The much hyped race will be called the Quiznos Pro Challenge (the Tour of Colorado is already registered as a trade name). Quiznos is a US-wide chain sandwich shop with its headquarters based in Denver.

The race, August 22 to 28, will relive the glory of Colorado’s Coors Classic stage race, won by Greg LeMond and Bernard Hinault in its ten-year history. It also picks up the pieces of the Tour of Georgia and Tour of Missouri, both organised by Medalist Sports and both now defunct.

The Tour of Missouri ran from 2007 to 2009, but earlier this year the state tourism board pulled the plug on sponsorship. Medalist Sports will now shift its focus to organising the Quiznos Pro Challenge.

Its ability to attract top teams and riders will benefit from Canada’s two ProTour races – GP Québec and GP Montréal – in early September. It will also be an alternative track to the World Championships for riders who skip the Vuelta a España. They may also choose to stay in Colorado to train prior to the World Championships, next year in Copenhagen.

Armstrong helped plan the race and is an equity partner.

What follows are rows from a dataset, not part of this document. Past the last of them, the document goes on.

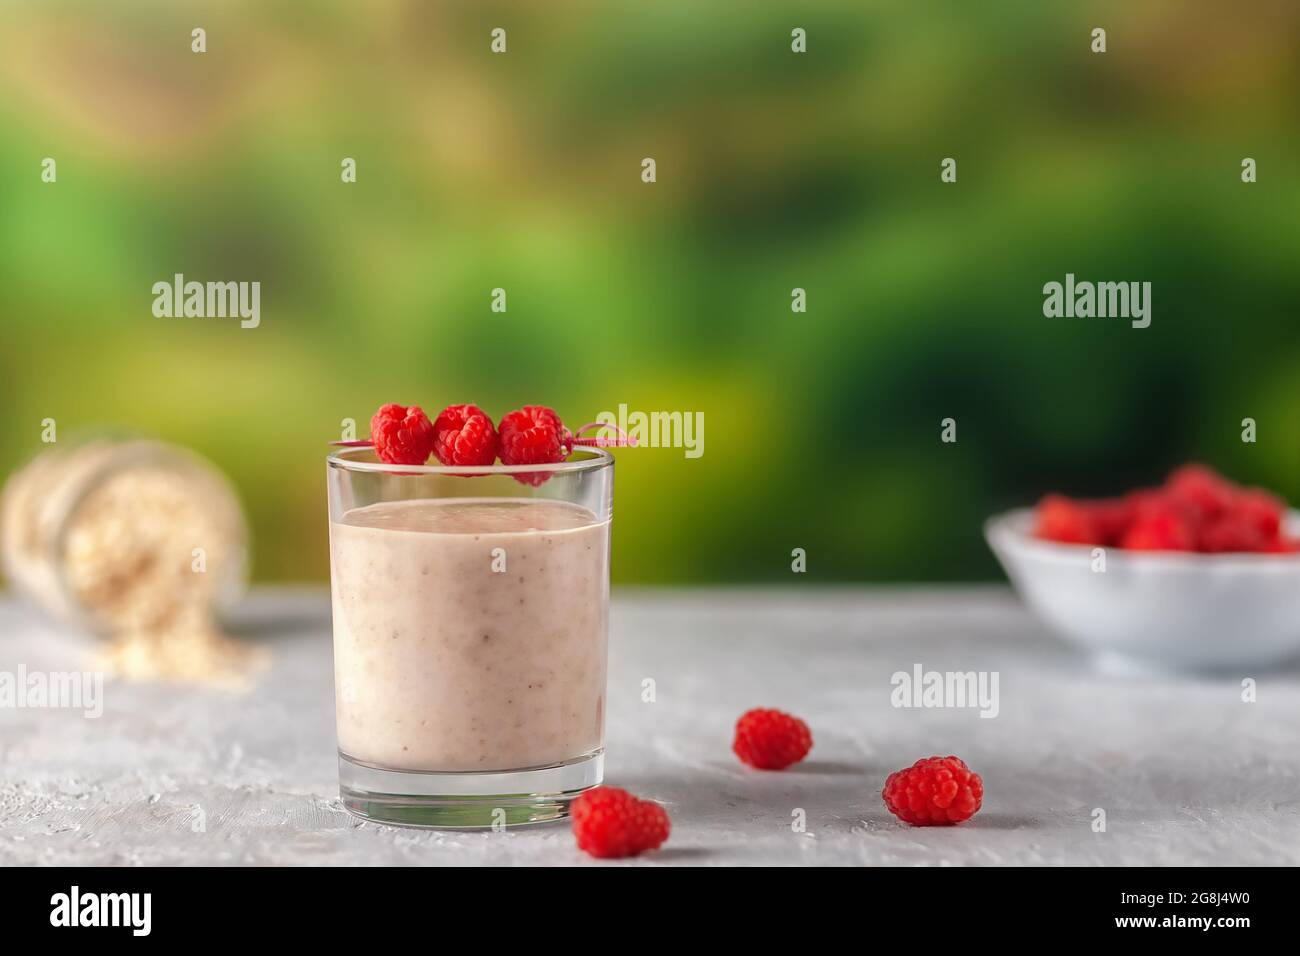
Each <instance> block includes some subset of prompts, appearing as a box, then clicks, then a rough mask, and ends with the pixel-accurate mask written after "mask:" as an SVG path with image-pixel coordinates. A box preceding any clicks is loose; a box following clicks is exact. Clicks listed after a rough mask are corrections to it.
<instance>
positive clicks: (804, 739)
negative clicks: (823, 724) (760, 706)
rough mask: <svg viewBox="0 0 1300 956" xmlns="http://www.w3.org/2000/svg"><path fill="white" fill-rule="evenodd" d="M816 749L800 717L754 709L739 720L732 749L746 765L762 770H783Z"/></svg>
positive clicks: (808, 728) (732, 745)
mask: <svg viewBox="0 0 1300 956" xmlns="http://www.w3.org/2000/svg"><path fill="white" fill-rule="evenodd" d="M811 749H813V732H811V731H810V730H809V726H807V724H806V723H803V721H801V719H800V718H797V717H792V715H790V714H787V713H783V711H780V710H771V709H767V708H754V709H753V710H746V711H745V713H744V714H741V715H740V719H738V721H736V740H735V741H733V743H732V750H735V752H736V756H737V757H740V758H741V760H742V761H744V762H745V763H749V765H750V766H751V767H758V769H759V770H781V769H784V767H788V766H789V765H790V763H798V762H800V761H801V760H803V758H805V757H807V754H809V750H811Z"/></svg>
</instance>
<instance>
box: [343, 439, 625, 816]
mask: <svg viewBox="0 0 1300 956" xmlns="http://www.w3.org/2000/svg"><path fill="white" fill-rule="evenodd" d="M326 473H328V481H329V531H330V533H329V537H330V589H331V597H333V620H334V692H335V708H337V724H338V766H339V792H341V796H342V799H343V804H344V806H347V809H348V810H351V812H352V813H355V814H357V816H359V817H364V818H365V819H372V821H377V822H383V823H396V825H403V826H426V827H500V826H507V825H516V823H534V822H542V821H550V819H558V818H562V817H565V816H568V804H569V801H571V800H572V799H573V797H576V796H577V795H578V793H581V792H582V791H585V790H588V788H590V787H594V786H597V784H598V783H599V782H601V779H602V774H603V753H604V692H606V644H607V631H608V602H610V522H611V518H612V493H614V458H612V455H610V453H608V451H606V450H603V449H599V447H580V449H576V450H575V453H573V454H572V455H571V457H569V459H568V460H565V462H560V463H556V464H542V466H504V464H495V466H482V467H476V466H447V467H443V466H408V464H385V463H382V462H380V460H378V459H377V458H376V455H374V451H373V450H372V449H369V447H356V449H347V450H341V451H338V453H335V454H331V455H329V458H328V467H326Z"/></svg>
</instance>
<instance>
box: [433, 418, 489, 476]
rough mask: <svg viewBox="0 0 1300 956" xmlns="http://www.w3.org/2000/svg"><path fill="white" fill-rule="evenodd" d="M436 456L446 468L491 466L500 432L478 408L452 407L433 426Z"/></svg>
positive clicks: (439, 461)
mask: <svg viewBox="0 0 1300 956" xmlns="http://www.w3.org/2000/svg"><path fill="white" fill-rule="evenodd" d="M433 454H434V455H435V457H437V459H438V460H439V462H442V463H443V464H491V463H493V462H495V460H497V428H495V425H493V423H491V419H490V418H487V415H486V414H484V410H482V408H480V407H478V406H477V405H448V406H447V407H446V408H443V410H442V411H441V412H438V418H437V419H435V420H434V423H433Z"/></svg>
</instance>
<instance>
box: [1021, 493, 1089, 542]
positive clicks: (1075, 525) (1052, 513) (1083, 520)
mask: <svg viewBox="0 0 1300 956" xmlns="http://www.w3.org/2000/svg"><path fill="white" fill-rule="evenodd" d="M1034 533H1035V535H1036V536H1037V537H1041V538H1047V540H1048V541H1061V542H1065V544H1075V545H1095V544H1101V535H1100V532H1099V528H1097V523H1096V520H1095V518H1093V514H1092V511H1091V510H1089V509H1088V506H1087V505H1086V503H1084V502H1082V501H1074V499H1073V498H1067V497H1065V496H1063V494H1049V496H1047V497H1045V498H1043V501H1040V502H1039V507H1037V511H1036V525H1035V529H1034Z"/></svg>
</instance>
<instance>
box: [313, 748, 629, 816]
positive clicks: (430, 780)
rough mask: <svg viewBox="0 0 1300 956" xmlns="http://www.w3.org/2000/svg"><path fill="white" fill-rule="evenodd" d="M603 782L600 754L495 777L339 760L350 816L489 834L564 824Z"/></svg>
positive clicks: (497, 771)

In addition to his involvement in the Quiznos Pro Challenge, he is facing a Grand Jury investigation based on allegations that he doped during his string of seven Tour de France wins.

He plans to race the Quiznos Pro Challenge, though, according to a Medalist Sports press release. Armstrong himself was less convincing when asked if he would race.

“I’m thinking about it,” he said “My days in top level European cycling are done, but I can’t say I won’t do events that help causes that I care about.”

Boulder, Colorado plays a major part in American cycling. It is the base for the Garmin Transitions team and, because of it’s altitude, is a popular training destination for American cyclists.